Vidéographe x VOX
2023.10.24 - 10.28
Vidéographe and VOX are proud to be copresenting video installations by Bryony Dunne and Anna Grigorian.
This exhibition seeks to shed light on the colonial and patriarchal structures of oppression that govern our relationships with one another. By combining documentary content with more theatrical approaches to video, the artists propose a surprisingly sensitive and political reflection on violence.

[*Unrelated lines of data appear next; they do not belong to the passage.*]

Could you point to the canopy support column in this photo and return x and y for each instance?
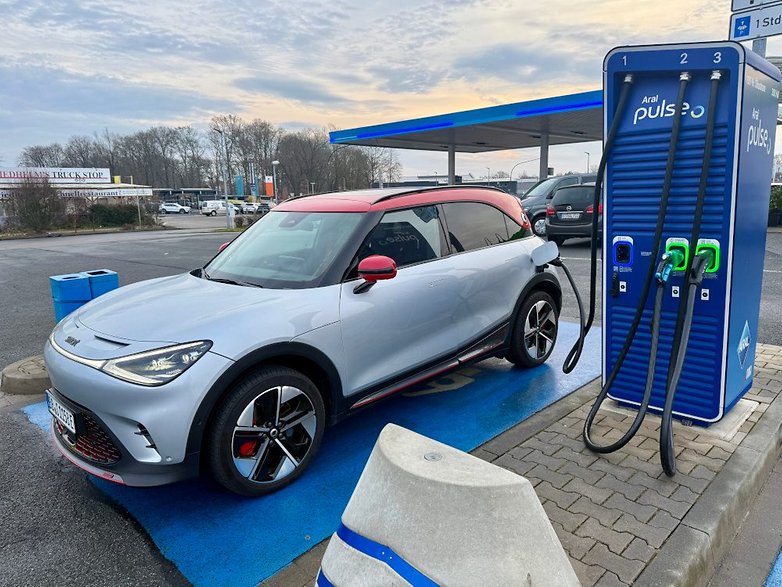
(451, 164)
(543, 156)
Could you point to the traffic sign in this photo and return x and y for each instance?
(739, 5)
(754, 24)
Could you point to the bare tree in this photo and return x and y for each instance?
(42, 156)
(35, 204)
(382, 165)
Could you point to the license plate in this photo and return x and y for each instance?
(64, 415)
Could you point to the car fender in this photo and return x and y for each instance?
(545, 280)
(285, 353)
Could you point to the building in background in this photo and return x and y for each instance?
(91, 185)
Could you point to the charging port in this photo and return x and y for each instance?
(714, 262)
(622, 253)
(683, 256)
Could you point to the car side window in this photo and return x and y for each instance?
(565, 182)
(472, 225)
(407, 236)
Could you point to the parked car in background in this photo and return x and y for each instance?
(215, 207)
(261, 207)
(535, 200)
(569, 213)
(336, 301)
(173, 208)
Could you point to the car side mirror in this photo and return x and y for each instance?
(373, 269)
(545, 253)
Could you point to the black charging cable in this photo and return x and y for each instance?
(575, 353)
(695, 269)
(684, 79)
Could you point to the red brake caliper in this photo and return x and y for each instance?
(247, 449)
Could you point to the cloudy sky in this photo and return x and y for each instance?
(75, 67)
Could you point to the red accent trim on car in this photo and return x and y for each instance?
(503, 201)
(324, 203)
(373, 398)
(367, 200)
(377, 267)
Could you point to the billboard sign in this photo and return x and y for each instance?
(55, 175)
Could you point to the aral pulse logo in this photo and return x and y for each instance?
(651, 107)
(743, 348)
(757, 134)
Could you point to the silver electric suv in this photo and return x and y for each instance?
(336, 301)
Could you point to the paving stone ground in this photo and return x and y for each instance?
(613, 513)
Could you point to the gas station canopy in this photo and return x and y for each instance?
(573, 118)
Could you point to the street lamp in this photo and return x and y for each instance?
(275, 163)
(225, 176)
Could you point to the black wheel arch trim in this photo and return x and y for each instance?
(285, 352)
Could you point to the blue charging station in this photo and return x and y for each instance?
(718, 367)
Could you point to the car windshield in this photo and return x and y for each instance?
(285, 249)
(541, 188)
(579, 195)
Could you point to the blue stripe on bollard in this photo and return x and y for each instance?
(385, 554)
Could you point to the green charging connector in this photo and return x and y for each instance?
(714, 264)
(682, 251)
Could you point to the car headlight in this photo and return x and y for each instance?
(158, 366)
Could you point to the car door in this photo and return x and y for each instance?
(405, 322)
(491, 258)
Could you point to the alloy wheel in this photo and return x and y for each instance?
(273, 434)
(540, 327)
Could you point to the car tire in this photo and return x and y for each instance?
(247, 451)
(534, 331)
(539, 225)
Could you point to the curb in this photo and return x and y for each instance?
(25, 377)
(696, 547)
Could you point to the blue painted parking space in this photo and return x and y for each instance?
(775, 576)
(216, 538)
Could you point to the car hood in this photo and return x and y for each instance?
(185, 308)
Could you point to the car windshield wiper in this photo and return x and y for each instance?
(205, 275)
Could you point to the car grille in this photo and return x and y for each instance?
(93, 445)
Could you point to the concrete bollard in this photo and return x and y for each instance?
(424, 513)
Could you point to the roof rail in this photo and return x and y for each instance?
(433, 188)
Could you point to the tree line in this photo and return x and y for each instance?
(184, 156)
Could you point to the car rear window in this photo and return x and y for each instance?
(581, 195)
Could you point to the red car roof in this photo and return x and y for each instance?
(393, 198)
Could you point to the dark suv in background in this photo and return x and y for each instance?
(535, 200)
(569, 213)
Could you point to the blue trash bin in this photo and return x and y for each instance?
(102, 281)
(69, 292)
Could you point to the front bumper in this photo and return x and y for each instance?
(133, 434)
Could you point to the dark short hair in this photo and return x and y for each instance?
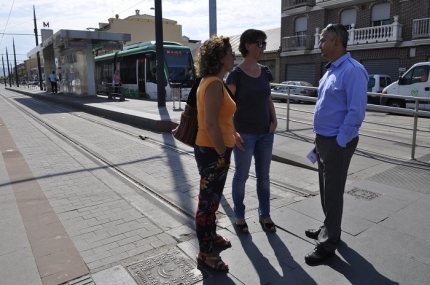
(210, 56)
(334, 30)
(248, 37)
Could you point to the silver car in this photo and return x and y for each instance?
(293, 90)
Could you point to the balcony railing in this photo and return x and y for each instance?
(421, 28)
(294, 43)
(288, 4)
(379, 34)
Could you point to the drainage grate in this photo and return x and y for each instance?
(168, 268)
(83, 280)
(363, 194)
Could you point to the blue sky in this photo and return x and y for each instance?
(233, 17)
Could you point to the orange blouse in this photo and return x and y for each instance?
(225, 118)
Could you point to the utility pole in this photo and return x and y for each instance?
(161, 96)
(212, 18)
(4, 73)
(38, 56)
(16, 66)
(8, 70)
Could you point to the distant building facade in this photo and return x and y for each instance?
(386, 36)
(141, 27)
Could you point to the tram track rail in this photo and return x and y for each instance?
(364, 130)
(104, 161)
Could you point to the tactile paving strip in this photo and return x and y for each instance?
(406, 177)
(172, 268)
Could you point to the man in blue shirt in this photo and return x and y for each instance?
(53, 80)
(339, 112)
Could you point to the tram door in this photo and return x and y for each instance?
(141, 76)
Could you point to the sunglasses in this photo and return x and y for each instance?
(233, 54)
(333, 27)
(260, 44)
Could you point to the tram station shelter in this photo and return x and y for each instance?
(70, 54)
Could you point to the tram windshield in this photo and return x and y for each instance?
(179, 66)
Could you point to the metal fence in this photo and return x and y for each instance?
(415, 113)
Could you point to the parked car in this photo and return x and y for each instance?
(293, 90)
(415, 82)
(377, 82)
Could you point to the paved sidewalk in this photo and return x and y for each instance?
(386, 230)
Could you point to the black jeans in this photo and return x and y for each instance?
(333, 164)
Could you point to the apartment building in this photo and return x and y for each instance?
(386, 36)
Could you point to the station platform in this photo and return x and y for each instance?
(385, 227)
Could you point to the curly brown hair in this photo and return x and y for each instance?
(248, 37)
(210, 55)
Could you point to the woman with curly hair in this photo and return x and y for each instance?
(214, 143)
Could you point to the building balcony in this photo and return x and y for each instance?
(421, 28)
(386, 35)
(294, 43)
(292, 7)
(330, 4)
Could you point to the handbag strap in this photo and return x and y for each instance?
(192, 97)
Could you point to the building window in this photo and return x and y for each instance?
(381, 14)
(348, 17)
(301, 26)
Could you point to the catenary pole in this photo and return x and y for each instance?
(8, 70)
(38, 56)
(161, 96)
(212, 18)
(4, 72)
(16, 66)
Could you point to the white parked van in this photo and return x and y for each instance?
(415, 82)
(376, 83)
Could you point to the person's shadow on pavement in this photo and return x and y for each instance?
(357, 269)
(291, 269)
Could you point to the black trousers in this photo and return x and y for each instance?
(333, 164)
(54, 86)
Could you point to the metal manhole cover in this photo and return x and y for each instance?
(363, 194)
(168, 268)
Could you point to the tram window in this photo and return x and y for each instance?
(128, 71)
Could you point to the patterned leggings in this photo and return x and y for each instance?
(213, 174)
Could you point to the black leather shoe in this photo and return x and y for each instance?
(317, 255)
(313, 233)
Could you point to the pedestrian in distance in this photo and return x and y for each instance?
(255, 123)
(53, 80)
(214, 143)
(339, 113)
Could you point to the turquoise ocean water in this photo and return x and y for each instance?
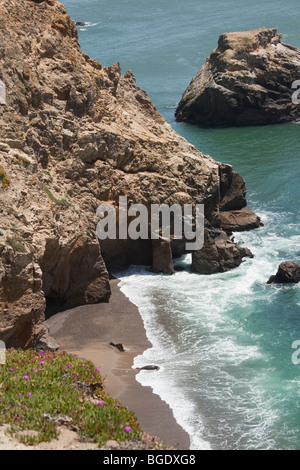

Whether aimed at endangered species, as in Dunne’s Surrender Your Horns (2021), or manifesting the persistent and widespread sexism of Armenian culture, as revealed in Grigorian’s Room | Սենյակ (2021), violence is observed from an empathetic approach as a means of resolving its consequences.
Under the guise of surrealism or a whimsical transcription of the world, these works challenge our perceptions and thus depict the profound challenges marginalized groups and endangered species face.
ÉLOÏZE CHAMPAGNE-DENISBryony Dunne, Surrender Your Horns (2022)
The human imagination can conjure wonderful shapes, sights and sounds. It can also express itself in a darker light. Surrender Your Horns (2022), the debut feature film by Bryony Dunne, examines the potential consequences of that destructive side of our imagination. It is an episodic narrative that places blame for the extinction of the rhinoceros on the human imagination. To illustrate the dysfunctional complexity of our relationship to nature, Dunne has chosen a being with a rhino’s head as her main character, which serves as the catalyst for conversations between the narrator and various people responsible for the disappearance of this majestic mammal.
Straddling the documentary and science fiction / fantasy genres, this project employs a fairy-tale frame to question our anthropocentric worldview. In interviews with scientists, poachers and veterinarians, Dunne explores humans’ fascination with the symbolism of the horn, both in utopian and mercantile terms. When associated with the unicorn, the horn represents fantasies of power and wealth, while in its modern transcription, illustrated by the rhino, it signifies the gratification of carnal desires. This is sadly justified by the protagonists: each has their reasons for exploiting the horned beast.
Surrender Your Horns is a theatrical portrayal, an epic tale that tragically illustrates human beings’ fundamental inability to communicate. As such, it resonates as an appeal to reconsider our very presence in and coexistence with the world around us.
Anna Grigorian, Room | Սենյակ (2021)
In an age characterized by daily overexposure to violent imagery, Anna Grigorian’s film Room (2021) pursues an unexpected tangent, deconstructing the conventions of portrayals of violence. In performing her sense of powerlessness toward the oppression of women in Armenia, the filmmaker takes a surreal approach to her subjects, evincing the disconcerting trivialization of uncommonly brutal acts.
In an Absurdist theatre setting, she films the spectral forms of two black-clad characters, translucent against a black backdrop. Their white-gloved hands mime the film’s narrative schema: the murders of women. The soundtrack uses medical and legal language strategically excerpted from police reports, creating an emotional disconnect that the artist felt was necessary to deal with such a subject. By using these techniques, Grigorian flattens out the emotional intensity of her message, putting up a lexical and visual barrier between these women’s dreadful stories and the viewer. The situations are depicted in a way that makes us think about rather than feel them, resulting in a work that is both cold and excruciating.
The hands guide us through the cacophonic maze of the narrator’s words, the protagonists’ methodical movements distancing us from the inhumanity of the subject while still enabling its intrinsic tragedy to be expressed. Grigorian divests violence of all artifice, thereby revealing the raw brutality of its consequences, and in turn the harrowing reality of every case of abuse.